To see as much of the world as we can,
Using the smallest carbon footprint we can,
Spending the least amount of money we can,
Making as many friends we can.

Team Red Cruising

Playing with my Dinghy

For the last -- I don't know precisely -- year, maybe two years, our dinghy has been sitting in the gravel parking lot, or over on the dinghy rack with other lost or abandoned dinghies. The lost dinghy collection is one of those forlorn marina things. Deflated inflatables. Puddles of dead leaves and rain water in the bottoms of boats. Random parts in random places.

Red Ranger's trusted companion, Scout, belongs in the stern davits. Not on a rack somewhere. But, in order to do that, we have several problems to solve.

Since we've been at this marina (starting December '09) the rack of lost dinghies has been moved at least three times. Initially, ours was stored upright -- collecting snow all winter. I drained her -- a painful exercise. Water is heavy and she was way up on top. Even after siphoning the water out, she was still too heavy to lift.

Then they moved the rack. And moved it again. The issue isn't finding her -- the rack's obvious -- but Problem #1 is transporting her. Empty and dry she weighs close to a hundred pounds. Actually very light for a 10' dinghy, but a bit much to carry.

The Air Keel

Before we move her around, however, we really need to patch the Achilles "air keel". It was messy and ultimately unsuccessful. "It's always darkest..." just before you give up on the stupid thing. Problem #2 is to patch the keel.

Who knows how important this "air keel" feature is? It seems sensible, but, on the other hand, cheap dinghies don't have it. Since I don't think I can fix it, I think I have to learn to ignore it.

The Engine Tilt

Inflatable dinghies are famously difficult to row. But we have a nice 8hp Nissan/Tohatsu engine.

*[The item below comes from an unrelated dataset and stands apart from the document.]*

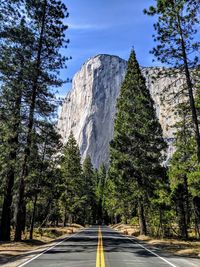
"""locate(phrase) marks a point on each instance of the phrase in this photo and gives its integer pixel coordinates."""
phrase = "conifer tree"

We oiled and greased it. We changed the zinc. We took her out and drove her around in June.

While the motor totally works, Problem #3 is the tilt lever. The cheap metal tilt lock lever had rusted clean through. It broke off in my hand.

In salt water, tilting the motor up is the only way to prevent having algae and barnacles growing on your propellor. Question. How often will we be leaving the dinghy in the water? We have davits. We have a bracket for storing the motor. I don't think we have too much to worry about.

And -- bonus -- I saw someone a few weeks ago pull up to the dinghy dock. They tilted their motor forward, and tossed a hunk of rope over it to hold it up. Ahh. Their tilt lock probably rusted through, also. A short hunk of rope is a cheap solution. Very seamanlike, also.


When hanging from the davits, you need some kind of harness around the dinghy. The stern is easy -- you can easily drill a couple of holes in the transom, attach some shackles and rig a sturdy cable.

The forward end is not quite so simple. The dinghy has eyes and loops molded into it. Problem #4 is that the position of the davits -- and the dinghy cover -- don't really match the dinghy very well at all. The davits are 66" apart and that's a random spot in the dinghy.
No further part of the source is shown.